- Al-Fu'ah Location within Syria
- Coordinates: 35°58′54″N 36°42′6″E﻿ / ﻿35.98167°N 36.70167°E
- Country: Syria
- Governorate: Idlib
- District: Idlib
- Subdistrict: Binnish

Population (2004)
- • Total: 10,264
- Time zone: UTC+2 (EET)
- • Summer (DST): UTC+3 (EEST)

= Al-Fu'ah =

Al-Fu'ah (الْفُوعَة, also spelled al-Fouaa and al-Fo'ua) is a town in northern Syria, administratively part of the Idlib Governorate, located northeast of Idlib. Nearby localities include Kafriya to the west, Maarrat Misrin to the northwest, Zardana to the north, Taftanaz to the northeast, Ta'um to the east and Binnish and Sarmin to the south. The plain surrounding al-Fu'ah is well known for growing olives and figs.

According to the Syria Central Bureau of Statistics, the town had a population of 10,264 in the 2004 census. The inhabitants were predominantly Shia Muslims.

==History==

===Medieval period===
During the Crusades, the town was a barrier fortress of the Principality of Antioch. The town was later captured by Fakhr al-Mulk Radwan in 1104. Alsunqur al-Bursuqi of Mosul occupied al-Fu'ah, along with Sarmin, in 1126.

Al-Fu'ah was visited by Syrian geographer Yaqut al-Hamawi in the early 13th century, during Ayyubid rule. He noted that it was a "large village in the neighborhood of Halab. From it the convent called Dair Fu'ah takes its name." He also mentioned that the people in the town and the surrounding area including Aleppo, followed Twelver Shi'ism or as he describes it "Imami".
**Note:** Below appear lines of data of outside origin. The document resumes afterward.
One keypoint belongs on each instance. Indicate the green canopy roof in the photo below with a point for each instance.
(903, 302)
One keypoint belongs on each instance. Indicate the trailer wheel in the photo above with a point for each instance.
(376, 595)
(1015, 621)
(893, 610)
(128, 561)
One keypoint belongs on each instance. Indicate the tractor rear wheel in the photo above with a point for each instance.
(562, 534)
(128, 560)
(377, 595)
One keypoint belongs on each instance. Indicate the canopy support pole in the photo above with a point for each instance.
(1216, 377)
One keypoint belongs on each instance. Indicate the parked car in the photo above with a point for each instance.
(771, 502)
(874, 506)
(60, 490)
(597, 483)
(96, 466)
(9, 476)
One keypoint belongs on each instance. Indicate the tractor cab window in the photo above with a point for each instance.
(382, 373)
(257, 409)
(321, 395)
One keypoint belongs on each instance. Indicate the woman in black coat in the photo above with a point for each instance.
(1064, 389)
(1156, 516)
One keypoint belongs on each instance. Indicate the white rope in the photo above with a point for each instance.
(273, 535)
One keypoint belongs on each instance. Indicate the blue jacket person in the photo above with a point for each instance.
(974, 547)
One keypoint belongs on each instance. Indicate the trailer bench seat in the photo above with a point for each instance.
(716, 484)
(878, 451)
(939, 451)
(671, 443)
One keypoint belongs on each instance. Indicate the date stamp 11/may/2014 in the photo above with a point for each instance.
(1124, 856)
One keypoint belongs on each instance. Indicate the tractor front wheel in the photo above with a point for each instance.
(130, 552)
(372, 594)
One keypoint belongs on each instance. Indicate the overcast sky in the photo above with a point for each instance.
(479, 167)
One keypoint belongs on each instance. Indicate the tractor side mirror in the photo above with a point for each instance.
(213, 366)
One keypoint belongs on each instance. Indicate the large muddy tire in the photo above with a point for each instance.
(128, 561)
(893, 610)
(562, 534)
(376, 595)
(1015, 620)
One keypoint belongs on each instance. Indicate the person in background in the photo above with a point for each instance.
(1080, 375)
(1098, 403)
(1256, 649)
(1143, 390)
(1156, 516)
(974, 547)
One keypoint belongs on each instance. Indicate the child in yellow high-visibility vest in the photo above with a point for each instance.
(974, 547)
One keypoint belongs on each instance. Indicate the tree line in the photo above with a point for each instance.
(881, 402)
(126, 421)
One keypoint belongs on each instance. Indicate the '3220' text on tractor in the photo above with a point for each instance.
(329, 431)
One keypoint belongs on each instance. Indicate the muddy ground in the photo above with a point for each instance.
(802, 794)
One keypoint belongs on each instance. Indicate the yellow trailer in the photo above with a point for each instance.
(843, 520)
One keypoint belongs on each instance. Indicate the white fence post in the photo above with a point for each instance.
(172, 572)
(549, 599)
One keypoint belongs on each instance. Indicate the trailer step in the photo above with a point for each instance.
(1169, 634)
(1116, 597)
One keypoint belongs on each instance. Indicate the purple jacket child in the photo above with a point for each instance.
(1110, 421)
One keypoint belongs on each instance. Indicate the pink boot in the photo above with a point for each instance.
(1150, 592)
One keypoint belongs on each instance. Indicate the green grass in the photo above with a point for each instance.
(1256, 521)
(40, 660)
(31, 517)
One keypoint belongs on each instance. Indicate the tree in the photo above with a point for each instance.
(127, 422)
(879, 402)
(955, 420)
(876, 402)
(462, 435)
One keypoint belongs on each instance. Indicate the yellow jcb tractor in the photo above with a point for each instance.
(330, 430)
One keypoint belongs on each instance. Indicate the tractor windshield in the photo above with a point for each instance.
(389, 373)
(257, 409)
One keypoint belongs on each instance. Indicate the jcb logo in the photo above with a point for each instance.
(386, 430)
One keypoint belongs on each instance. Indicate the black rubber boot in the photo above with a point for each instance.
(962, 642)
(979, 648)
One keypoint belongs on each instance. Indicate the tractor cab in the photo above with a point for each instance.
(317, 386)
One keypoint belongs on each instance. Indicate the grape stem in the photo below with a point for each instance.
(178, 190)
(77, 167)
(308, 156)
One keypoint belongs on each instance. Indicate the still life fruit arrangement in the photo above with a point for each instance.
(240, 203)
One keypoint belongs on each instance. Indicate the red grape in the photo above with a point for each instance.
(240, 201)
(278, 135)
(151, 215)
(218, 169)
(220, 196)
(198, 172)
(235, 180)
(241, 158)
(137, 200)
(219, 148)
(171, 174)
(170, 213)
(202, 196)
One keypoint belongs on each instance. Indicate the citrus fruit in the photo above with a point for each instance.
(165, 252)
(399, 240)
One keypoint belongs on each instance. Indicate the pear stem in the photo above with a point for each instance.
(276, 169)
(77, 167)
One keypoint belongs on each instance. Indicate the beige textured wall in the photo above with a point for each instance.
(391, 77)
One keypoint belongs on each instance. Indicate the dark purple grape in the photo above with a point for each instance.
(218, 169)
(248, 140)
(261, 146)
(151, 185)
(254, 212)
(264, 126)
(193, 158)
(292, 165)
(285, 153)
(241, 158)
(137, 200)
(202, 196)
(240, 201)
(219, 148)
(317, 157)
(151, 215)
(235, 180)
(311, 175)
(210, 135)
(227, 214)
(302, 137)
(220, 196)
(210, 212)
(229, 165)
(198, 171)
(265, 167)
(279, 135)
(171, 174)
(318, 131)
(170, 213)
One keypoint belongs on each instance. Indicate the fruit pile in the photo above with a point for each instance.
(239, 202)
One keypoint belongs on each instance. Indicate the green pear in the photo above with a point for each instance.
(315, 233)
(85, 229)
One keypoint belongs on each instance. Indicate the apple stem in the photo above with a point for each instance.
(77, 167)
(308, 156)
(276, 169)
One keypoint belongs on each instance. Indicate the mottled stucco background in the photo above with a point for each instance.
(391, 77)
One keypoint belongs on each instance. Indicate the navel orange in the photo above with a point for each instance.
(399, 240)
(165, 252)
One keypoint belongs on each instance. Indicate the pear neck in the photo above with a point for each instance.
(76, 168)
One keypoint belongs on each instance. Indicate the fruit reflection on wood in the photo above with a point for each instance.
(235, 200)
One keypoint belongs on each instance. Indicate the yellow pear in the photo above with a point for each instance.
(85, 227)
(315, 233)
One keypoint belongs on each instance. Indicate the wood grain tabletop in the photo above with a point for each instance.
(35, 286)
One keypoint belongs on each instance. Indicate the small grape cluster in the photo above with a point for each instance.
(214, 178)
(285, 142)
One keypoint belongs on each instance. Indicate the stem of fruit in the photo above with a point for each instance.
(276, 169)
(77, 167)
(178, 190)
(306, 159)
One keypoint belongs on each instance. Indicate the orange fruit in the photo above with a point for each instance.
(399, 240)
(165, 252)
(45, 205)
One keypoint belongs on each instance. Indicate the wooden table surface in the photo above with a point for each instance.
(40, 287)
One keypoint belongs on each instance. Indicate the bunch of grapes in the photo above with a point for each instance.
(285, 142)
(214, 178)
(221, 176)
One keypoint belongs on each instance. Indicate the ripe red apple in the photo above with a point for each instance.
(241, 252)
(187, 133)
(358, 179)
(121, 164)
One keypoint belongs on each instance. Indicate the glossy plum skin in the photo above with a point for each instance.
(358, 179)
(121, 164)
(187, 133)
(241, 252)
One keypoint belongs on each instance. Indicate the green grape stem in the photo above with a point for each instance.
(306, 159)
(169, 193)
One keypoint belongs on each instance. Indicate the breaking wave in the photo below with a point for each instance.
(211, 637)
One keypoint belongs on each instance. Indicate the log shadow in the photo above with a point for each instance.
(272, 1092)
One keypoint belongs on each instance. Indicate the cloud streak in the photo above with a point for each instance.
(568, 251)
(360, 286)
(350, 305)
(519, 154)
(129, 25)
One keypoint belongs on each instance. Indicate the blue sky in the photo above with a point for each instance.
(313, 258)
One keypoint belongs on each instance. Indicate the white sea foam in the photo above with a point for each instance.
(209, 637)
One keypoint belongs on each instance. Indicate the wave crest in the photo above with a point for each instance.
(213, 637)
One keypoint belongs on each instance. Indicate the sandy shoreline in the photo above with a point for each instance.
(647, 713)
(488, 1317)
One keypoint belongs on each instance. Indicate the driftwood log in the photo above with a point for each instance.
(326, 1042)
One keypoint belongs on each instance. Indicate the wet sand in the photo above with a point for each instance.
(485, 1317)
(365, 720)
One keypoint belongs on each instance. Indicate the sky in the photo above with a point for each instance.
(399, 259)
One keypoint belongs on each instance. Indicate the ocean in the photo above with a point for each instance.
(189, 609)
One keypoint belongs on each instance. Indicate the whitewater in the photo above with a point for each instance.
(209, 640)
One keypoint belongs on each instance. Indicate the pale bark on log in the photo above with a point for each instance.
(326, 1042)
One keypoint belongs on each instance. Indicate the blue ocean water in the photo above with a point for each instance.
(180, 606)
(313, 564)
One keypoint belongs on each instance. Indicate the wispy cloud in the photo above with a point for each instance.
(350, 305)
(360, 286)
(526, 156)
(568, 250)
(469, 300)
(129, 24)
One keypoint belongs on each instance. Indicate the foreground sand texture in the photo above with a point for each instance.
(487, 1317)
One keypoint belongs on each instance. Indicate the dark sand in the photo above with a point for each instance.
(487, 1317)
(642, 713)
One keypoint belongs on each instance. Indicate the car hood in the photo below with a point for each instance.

In the late 13th century, the town was mentioned by Syrian geographer Abu'l-Fida, who described the town as a celebrated place in the plain of Aleppo. He noted that, "on this plain are grown quantities of olive, fig and other trees."

===Syrian Civil War===

While most towns in the Idlib Governorate came under the control of anti-government rebels during the Syrian Civil War, al-Fu'ah and the nearby town of Kafriya constituted an isolated pro-government enclave. In July 2012 a rebel unit kidnapped three Shia Muslim civilians from the town for the stated purpose of exchanging them for anti-aircraft weaponry. In response, some of al-Fu'ah's residents kidnapped 32 Sunni Muslims from nearby Taftanaz, Saraqib and Binnish. After two weeks of negotiations, all captives were safely released.

On 18 September 2015, al-Fu'ah was badly damaged, following a suicide bombing with an armoured vehicle full of explosives from Uzbek-led militant group Imam Bukhari Jamaat, an affiliate of al-Qaeda.

The town was placed under siege by rebels, and on 11 January 2016, the International Committee of the Red Cross and the World Food Programme organised an aid convoy to deliver food, medicine and other aid to the town and nearby village Kafriya.

On 19 July 2018, residents of Fuah and Kafriya and pro-government fighters stationed in the two besieged towns were evacuated by buses to government-controlled Aleppo under an agreement between Iran, the Syrian Government, and Hayat Tahrir al-Sham, with Turkey as a mediator. Syrian Government released 1,500 HTS prisoners in exchange for the safe evacuation of these towns. Following the evacuation, the emptied towns were temporarily declared a military zone by HTS.